Valid arrests and invalid state action

Some weeks ago I asked the question as to what would have been the fate of the Muslim attorney arrested on alleged ‘terrorist’ links if that Bill had become law? The answer to that question is self evident. Indeed, its enactment, after months of secretive drafting, was only prevented at the eleventh hour when it was leaked to this newspaper, resulting in public uproar and furious backpedaling by the Government. Even after the 2019 Easter Sunday attacks, the former Premier could only bleat that this law had to be passed.

This was despite the miserable culpability of the warring coalition Government and the responsibility of former President Maithripala Sirisena which he heinously refuses to admit, being the primary reason for the poisonous blossoming of islamist jihadism leading to attacks on churches and hotels. Equally culpable were purportedly ‘academic’ critiques framed around the ‘radicalism of Muslims’ being the inevitable result of Rajapaksa-led Sinhala-Buddhist militarisation without acknowledging that militaristic ‘Wahabi-ism’ of Mawanella and Kattankudy in particular originated in another, distinctly deadly source.

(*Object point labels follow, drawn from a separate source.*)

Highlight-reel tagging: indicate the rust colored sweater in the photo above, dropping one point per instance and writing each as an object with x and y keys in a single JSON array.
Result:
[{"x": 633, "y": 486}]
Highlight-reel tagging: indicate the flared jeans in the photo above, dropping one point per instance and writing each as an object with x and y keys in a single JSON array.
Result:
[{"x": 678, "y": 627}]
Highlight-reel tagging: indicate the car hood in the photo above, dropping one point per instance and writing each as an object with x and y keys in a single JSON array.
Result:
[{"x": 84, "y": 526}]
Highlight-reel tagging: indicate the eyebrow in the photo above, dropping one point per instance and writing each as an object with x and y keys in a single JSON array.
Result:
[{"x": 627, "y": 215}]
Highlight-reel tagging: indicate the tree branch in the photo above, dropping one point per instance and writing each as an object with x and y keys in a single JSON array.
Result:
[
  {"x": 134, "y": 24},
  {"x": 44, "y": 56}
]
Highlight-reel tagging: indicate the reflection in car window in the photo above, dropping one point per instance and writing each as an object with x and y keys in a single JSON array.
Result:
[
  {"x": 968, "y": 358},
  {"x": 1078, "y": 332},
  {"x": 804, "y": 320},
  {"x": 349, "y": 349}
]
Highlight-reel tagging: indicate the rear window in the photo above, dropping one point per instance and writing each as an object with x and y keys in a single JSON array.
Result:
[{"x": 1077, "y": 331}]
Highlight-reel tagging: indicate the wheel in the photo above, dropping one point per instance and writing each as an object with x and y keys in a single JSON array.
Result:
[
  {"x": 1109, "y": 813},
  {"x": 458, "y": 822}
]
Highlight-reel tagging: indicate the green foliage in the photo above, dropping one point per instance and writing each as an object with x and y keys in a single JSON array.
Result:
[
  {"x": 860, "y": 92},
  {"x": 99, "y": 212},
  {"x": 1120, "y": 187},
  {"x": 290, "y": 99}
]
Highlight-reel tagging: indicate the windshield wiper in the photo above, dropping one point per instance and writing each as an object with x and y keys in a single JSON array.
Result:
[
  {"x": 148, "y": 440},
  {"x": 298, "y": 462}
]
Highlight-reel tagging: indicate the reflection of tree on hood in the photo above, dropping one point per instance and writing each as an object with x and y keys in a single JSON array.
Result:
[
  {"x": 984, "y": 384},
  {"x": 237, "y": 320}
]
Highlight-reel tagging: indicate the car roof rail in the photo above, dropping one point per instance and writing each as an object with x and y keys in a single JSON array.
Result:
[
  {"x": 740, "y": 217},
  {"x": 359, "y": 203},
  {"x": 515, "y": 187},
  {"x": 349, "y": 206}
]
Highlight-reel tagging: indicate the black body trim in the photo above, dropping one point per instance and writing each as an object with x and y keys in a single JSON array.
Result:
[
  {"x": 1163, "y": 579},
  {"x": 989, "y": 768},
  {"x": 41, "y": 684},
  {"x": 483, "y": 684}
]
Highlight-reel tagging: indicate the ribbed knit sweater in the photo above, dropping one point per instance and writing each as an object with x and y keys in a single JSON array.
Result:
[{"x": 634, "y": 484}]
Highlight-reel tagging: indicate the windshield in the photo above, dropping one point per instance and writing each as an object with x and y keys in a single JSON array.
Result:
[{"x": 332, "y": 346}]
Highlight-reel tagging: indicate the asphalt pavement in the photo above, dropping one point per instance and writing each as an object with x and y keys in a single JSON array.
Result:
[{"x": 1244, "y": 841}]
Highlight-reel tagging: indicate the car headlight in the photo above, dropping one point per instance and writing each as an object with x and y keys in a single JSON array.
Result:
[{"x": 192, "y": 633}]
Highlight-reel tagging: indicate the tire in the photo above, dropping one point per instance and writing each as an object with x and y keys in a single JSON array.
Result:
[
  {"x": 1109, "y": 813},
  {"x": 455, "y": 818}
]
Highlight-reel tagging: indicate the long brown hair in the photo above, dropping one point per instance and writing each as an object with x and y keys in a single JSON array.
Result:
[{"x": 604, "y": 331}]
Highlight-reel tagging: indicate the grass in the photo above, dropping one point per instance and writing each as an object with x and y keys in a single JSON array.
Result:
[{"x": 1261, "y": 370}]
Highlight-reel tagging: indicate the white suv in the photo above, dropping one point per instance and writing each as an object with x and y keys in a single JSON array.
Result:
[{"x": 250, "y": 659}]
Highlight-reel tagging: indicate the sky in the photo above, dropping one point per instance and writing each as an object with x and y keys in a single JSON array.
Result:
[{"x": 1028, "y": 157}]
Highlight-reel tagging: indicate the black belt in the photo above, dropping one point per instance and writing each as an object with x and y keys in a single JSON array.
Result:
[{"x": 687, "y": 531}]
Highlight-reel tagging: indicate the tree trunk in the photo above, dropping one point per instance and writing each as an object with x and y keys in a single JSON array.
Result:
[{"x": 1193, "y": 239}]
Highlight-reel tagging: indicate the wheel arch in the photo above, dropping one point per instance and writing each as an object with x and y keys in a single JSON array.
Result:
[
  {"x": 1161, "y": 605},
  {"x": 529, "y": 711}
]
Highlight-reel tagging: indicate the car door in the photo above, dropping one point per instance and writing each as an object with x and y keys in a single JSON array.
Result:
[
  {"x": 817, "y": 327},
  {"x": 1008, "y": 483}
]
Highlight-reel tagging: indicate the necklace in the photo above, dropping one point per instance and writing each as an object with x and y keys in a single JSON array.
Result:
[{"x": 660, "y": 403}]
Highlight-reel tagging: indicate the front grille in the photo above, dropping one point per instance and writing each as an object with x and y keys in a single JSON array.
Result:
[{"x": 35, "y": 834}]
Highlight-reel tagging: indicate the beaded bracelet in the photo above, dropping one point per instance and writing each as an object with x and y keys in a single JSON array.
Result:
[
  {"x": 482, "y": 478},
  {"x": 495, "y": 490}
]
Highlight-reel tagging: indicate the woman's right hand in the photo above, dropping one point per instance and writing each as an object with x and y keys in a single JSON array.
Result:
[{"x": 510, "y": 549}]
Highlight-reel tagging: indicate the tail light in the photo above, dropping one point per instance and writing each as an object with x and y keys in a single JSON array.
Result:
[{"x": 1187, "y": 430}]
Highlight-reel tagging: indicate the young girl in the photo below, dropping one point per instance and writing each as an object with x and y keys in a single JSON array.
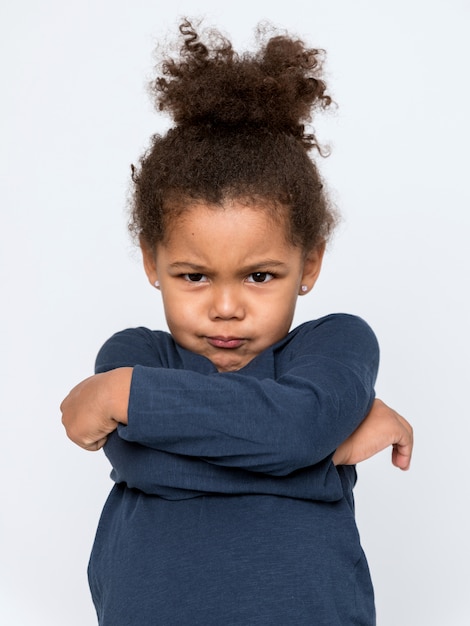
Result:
[{"x": 232, "y": 439}]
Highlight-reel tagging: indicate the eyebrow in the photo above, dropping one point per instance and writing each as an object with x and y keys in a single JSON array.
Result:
[{"x": 247, "y": 269}]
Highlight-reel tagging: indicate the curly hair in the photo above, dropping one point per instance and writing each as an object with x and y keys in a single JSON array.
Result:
[{"x": 239, "y": 134}]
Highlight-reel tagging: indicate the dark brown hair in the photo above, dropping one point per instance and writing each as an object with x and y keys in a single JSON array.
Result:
[{"x": 239, "y": 134}]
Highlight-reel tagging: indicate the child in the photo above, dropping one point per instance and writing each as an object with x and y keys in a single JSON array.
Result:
[{"x": 233, "y": 438}]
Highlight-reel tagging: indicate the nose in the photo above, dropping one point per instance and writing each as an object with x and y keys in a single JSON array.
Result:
[{"x": 227, "y": 303}]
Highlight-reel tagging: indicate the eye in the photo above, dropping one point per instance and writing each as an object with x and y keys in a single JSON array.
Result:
[
  {"x": 195, "y": 278},
  {"x": 260, "y": 277}
]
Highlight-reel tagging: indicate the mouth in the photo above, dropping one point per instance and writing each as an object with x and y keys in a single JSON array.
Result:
[{"x": 229, "y": 343}]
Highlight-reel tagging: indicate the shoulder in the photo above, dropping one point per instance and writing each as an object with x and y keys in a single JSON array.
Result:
[
  {"x": 337, "y": 326},
  {"x": 136, "y": 346},
  {"x": 337, "y": 336}
]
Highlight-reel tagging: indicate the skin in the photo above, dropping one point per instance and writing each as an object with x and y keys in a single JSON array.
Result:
[{"x": 229, "y": 280}]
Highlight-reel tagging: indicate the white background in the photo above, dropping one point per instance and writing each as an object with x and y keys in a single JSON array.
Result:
[{"x": 75, "y": 114}]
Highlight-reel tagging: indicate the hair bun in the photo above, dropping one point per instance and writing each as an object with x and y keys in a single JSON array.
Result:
[{"x": 210, "y": 85}]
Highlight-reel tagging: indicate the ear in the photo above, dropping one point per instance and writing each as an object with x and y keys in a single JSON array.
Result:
[
  {"x": 312, "y": 267},
  {"x": 149, "y": 258}
]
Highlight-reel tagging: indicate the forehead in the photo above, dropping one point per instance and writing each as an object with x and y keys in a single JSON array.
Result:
[{"x": 230, "y": 220}]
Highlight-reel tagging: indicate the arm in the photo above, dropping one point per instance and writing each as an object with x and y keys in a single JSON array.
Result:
[
  {"x": 383, "y": 427},
  {"x": 277, "y": 423}
]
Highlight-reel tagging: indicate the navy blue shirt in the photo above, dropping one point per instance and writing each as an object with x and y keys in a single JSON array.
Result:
[{"x": 227, "y": 507}]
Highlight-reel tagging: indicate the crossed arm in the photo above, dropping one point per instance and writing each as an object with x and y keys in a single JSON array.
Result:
[{"x": 94, "y": 408}]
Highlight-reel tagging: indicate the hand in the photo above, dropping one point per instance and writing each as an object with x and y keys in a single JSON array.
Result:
[
  {"x": 95, "y": 406},
  {"x": 382, "y": 427}
]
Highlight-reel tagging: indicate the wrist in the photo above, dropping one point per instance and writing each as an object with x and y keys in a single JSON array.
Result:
[{"x": 118, "y": 390}]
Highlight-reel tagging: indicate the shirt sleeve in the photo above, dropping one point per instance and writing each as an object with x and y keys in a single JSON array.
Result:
[{"x": 321, "y": 388}]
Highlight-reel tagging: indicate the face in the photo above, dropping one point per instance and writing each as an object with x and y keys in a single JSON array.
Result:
[{"x": 229, "y": 281}]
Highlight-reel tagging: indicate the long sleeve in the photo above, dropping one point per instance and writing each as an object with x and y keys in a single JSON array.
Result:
[{"x": 287, "y": 410}]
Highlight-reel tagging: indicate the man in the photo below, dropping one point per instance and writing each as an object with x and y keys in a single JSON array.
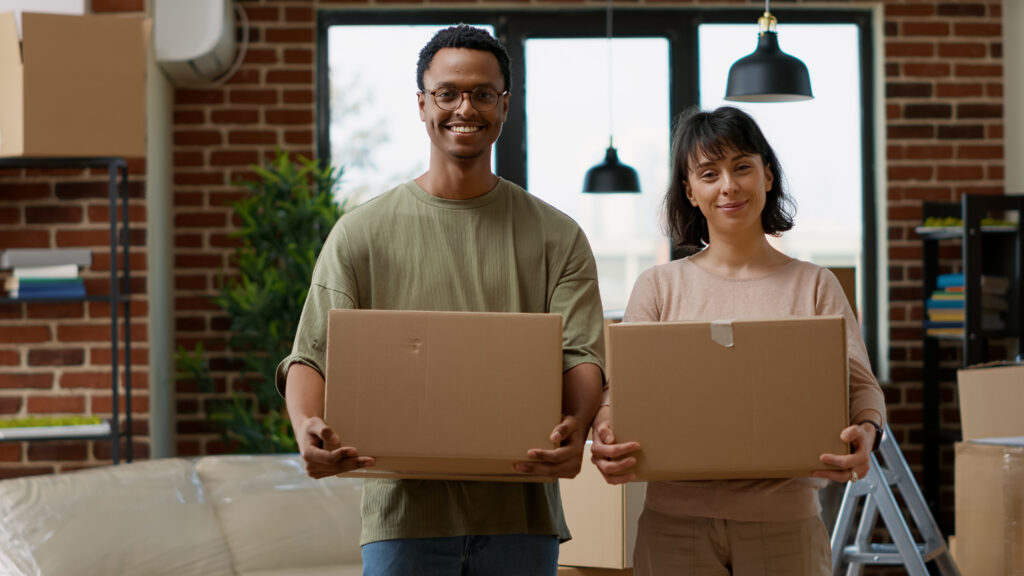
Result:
[{"x": 458, "y": 238}]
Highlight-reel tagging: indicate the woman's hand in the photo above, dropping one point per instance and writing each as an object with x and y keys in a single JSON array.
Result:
[
  {"x": 854, "y": 466},
  {"x": 323, "y": 453},
  {"x": 613, "y": 460}
]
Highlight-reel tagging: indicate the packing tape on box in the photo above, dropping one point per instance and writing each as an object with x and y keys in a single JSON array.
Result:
[{"x": 721, "y": 332}]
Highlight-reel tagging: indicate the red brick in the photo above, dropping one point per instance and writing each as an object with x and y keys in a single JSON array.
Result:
[
  {"x": 16, "y": 192},
  {"x": 56, "y": 404},
  {"x": 197, "y": 137},
  {"x": 77, "y": 238},
  {"x": 25, "y": 239},
  {"x": 979, "y": 70},
  {"x": 56, "y": 357},
  {"x": 980, "y": 152},
  {"x": 962, "y": 50},
  {"x": 298, "y": 55},
  {"x": 25, "y": 335},
  {"x": 289, "y": 117},
  {"x": 925, "y": 28},
  {"x": 9, "y": 358},
  {"x": 926, "y": 70},
  {"x": 957, "y": 89},
  {"x": 199, "y": 96},
  {"x": 290, "y": 35},
  {"x": 960, "y": 172},
  {"x": 233, "y": 158},
  {"x": 53, "y": 310},
  {"x": 58, "y": 451},
  {"x": 241, "y": 95},
  {"x": 200, "y": 219},
  {"x": 298, "y": 96},
  {"x": 189, "y": 116},
  {"x": 928, "y": 152},
  {"x": 52, "y": 214}
]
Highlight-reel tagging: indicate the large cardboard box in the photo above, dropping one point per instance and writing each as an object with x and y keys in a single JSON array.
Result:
[
  {"x": 435, "y": 395},
  {"x": 989, "y": 470},
  {"x": 730, "y": 400},
  {"x": 75, "y": 86},
  {"x": 602, "y": 519}
]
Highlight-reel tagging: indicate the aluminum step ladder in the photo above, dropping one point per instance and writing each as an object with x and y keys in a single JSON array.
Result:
[{"x": 877, "y": 492}]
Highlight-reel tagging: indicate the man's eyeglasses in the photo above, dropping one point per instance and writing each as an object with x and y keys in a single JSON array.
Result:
[{"x": 482, "y": 98}]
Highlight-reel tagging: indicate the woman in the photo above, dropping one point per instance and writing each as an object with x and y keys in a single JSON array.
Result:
[{"x": 726, "y": 195}]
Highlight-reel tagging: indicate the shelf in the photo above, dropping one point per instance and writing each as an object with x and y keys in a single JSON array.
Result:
[{"x": 101, "y": 430}]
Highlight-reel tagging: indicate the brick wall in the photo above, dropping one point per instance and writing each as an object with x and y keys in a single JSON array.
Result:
[{"x": 943, "y": 110}]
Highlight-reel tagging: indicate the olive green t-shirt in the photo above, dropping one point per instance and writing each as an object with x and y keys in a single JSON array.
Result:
[{"x": 503, "y": 251}]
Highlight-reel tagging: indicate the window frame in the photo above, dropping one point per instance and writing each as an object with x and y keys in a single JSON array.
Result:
[{"x": 679, "y": 26}]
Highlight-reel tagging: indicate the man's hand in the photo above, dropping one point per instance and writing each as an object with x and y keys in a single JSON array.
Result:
[
  {"x": 854, "y": 465},
  {"x": 613, "y": 460},
  {"x": 566, "y": 456},
  {"x": 323, "y": 453}
]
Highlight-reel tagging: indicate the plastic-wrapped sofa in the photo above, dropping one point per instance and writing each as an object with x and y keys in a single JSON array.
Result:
[{"x": 245, "y": 516}]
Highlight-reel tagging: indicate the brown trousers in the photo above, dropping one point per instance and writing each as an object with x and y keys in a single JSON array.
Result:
[{"x": 701, "y": 546}]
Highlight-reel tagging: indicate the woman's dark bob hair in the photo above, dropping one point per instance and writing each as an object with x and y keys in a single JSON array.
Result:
[{"x": 712, "y": 133}]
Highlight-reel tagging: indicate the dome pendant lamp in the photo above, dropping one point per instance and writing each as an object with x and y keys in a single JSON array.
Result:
[
  {"x": 768, "y": 75},
  {"x": 610, "y": 176}
]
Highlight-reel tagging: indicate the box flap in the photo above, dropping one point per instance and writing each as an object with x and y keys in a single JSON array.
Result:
[
  {"x": 11, "y": 88},
  {"x": 699, "y": 398},
  {"x": 990, "y": 400},
  {"x": 480, "y": 387},
  {"x": 84, "y": 63}
]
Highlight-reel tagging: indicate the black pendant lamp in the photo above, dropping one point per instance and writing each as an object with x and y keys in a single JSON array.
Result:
[
  {"x": 768, "y": 75},
  {"x": 610, "y": 176}
]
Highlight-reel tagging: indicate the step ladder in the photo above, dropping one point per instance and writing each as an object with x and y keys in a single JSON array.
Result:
[{"x": 888, "y": 469}]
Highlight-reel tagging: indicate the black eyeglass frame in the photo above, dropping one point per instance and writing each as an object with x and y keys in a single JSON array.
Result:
[{"x": 462, "y": 97}]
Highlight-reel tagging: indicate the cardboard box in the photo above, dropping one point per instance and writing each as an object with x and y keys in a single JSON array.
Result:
[
  {"x": 602, "y": 519},
  {"x": 989, "y": 505},
  {"x": 436, "y": 395},
  {"x": 572, "y": 571},
  {"x": 989, "y": 470},
  {"x": 730, "y": 400},
  {"x": 79, "y": 89}
]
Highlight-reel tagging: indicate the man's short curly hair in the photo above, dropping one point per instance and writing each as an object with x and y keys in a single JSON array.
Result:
[{"x": 464, "y": 36}]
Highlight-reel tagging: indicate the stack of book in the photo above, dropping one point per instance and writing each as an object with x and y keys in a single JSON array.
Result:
[
  {"x": 44, "y": 274},
  {"x": 945, "y": 307},
  {"x": 946, "y": 312}
]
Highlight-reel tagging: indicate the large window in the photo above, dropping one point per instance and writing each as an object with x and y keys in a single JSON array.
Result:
[{"x": 663, "y": 62}]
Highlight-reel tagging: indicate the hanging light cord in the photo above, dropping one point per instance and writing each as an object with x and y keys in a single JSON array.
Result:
[{"x": 607, "y": 26}]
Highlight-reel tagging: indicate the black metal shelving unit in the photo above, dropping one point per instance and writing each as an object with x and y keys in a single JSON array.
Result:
[
  {"x": 120, "y": 290},
  {"x": 984, "y": 250}
]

However that critique is quite different from the manner in which the law is operated against individuals. If, as the state law officer had apparently argued before court this week, the Muslim attorney who had been arrested was an ‘islamist theoretician,’ then this must be objectively established on credible grounds at the time of arrest. It cannot be proved through the bullying of children by the CID after the event as even the village idiot would affirm. This legal distinction marks a valid arrest from invalid state action, which question is now before the courts for scrutiny.

The difference in law between civility and barbarism

That principle had been strongly upheld in the past by Supreme Court judges who had the intellectual capacity and a smidgen of belief in their constitutional role. In fact, as was once remarked, this caution is what stands between a civilised society and a state of barbarism. But this is fast becoming a distinction without a difference as feverish political manipulation of high profile atrocities are propelled by the approaching elections. The dreadful taint of public disenchantment with the very term ‘governance’ (‘yahapalanaya’) has sapped reasonable public discourse. Locke’s idea of the social contract between the State and the citizen will yield to a compact between villainous politicians which remains unaffected by electoral changes.

To combat this, a critical mass of civil society must mount an apolitical challenge to the political establishment and not be cajoled into one political corner or the other. Professional associations must speak up. In this regard, the silence of the Bar Association of Sri Lanka is shameful given that former greats of the profession stood up to the State even in the most chilling of times. If that silence persists on the part of citizens, we are fated to repeat the mistakes of history which, like Kuveni’s fabled if not apocryphal curses, seem determined to perpetually afflict this nation.

And our painful recovery from an exceptional state of extra-constitutional being which this country is slipping into with extraordinary speed, will become impossible.